Laya Healthcare will today outline a series of proposals which it says will help stabilise the Irish health insurance market.
The Cork-based insurer, which has almost 500,000 members, has staunchly supported the proposed lifetime community rating, increased regulation of state-owned VHI and other measures aimed at driving cost efficiencies within the healthcare sector.
Laya boss Donal Clancy has already sent a detailed briefing proposal to Health Minister Leo Varadkar and Finance Minister Michael Noonan on the crisis now gripping the private healthcare sector.
Since Ireland's economic crisis erupted in 2008, almost 300,000 people abandoned private healthcare.
Almost nine out of 10 cited spiralling policy costs as their primary reason for opting out.
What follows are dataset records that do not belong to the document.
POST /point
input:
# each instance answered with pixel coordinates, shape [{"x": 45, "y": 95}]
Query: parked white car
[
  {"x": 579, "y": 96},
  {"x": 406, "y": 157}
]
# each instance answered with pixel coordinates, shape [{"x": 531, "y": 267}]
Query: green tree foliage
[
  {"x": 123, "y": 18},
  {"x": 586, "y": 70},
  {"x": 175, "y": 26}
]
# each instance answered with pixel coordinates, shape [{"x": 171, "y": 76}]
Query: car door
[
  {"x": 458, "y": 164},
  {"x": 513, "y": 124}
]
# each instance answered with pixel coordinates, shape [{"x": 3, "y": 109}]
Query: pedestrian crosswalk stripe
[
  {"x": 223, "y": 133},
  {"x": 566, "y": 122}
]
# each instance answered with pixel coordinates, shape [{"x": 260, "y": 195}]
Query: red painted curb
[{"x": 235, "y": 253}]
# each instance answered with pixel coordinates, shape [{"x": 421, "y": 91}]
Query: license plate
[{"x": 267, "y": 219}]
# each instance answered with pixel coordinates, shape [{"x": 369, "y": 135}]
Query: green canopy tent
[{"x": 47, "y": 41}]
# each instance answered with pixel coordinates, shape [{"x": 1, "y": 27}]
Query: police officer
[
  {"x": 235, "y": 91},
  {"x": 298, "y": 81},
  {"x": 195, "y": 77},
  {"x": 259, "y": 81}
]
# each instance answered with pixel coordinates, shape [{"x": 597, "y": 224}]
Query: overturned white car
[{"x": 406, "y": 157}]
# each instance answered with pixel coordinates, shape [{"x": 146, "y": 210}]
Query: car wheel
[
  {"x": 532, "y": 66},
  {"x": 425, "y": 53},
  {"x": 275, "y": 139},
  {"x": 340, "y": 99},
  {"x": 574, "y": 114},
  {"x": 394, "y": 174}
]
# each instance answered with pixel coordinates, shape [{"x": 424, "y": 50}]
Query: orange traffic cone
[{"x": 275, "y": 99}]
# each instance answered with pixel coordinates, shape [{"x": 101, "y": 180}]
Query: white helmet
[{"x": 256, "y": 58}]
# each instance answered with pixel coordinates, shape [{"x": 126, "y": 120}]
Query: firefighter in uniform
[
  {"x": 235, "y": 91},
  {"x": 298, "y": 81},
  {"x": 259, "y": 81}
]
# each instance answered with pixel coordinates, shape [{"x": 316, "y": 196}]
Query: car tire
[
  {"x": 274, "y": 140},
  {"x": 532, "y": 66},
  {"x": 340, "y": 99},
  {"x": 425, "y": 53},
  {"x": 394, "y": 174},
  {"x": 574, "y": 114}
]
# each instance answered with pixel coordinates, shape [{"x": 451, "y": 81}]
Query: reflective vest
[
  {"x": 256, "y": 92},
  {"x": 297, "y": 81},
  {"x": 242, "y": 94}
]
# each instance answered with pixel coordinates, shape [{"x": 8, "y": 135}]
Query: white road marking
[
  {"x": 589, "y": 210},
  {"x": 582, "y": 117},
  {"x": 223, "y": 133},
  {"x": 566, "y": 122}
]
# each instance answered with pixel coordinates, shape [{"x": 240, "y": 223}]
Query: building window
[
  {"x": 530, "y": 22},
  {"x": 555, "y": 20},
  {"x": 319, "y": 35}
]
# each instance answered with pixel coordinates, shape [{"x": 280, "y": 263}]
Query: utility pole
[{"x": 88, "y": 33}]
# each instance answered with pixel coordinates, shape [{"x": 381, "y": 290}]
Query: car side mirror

On average, between 6,000 and 7,000 people a month are cancelling policies on affordability grounds. They then have to rely on public healthcare.
Fears are mounting that unless health insurance costs are reduced, the sector could lose 500,000 customers - one in four clients - by 2015/16.
"Laya Healthcare is asking that no new penalties, namely an increase in levies or a further cap on tax relief, are introduced in Budget 2015," Mr Clancy said.
"The sector is in crisis - that is obvious for everyone to see. It is simply not sustainable for the long-term if the current situation is allowed to continue."
Policy costs have soared in Ireland since 2008.
In January 2009, a basic private healthcare plan for two adults and three children cost €158-a-month. The comparable policy today costs €278.
Healthcare firms such as VHI, Laya and Aviva are concerned that if the numbers quitting the sector continue to increase, the costs for those with policies will continue to rise.
Ireland currently has around two million people with private health cover. However, if the rate of subscribers quitting the sector continues, one quarter - or almost 500,000 - will have opted out of private health cover by 2015/2016.
Despite the overall health industry decline, Laya has increased its market share and is the second-biggest operator.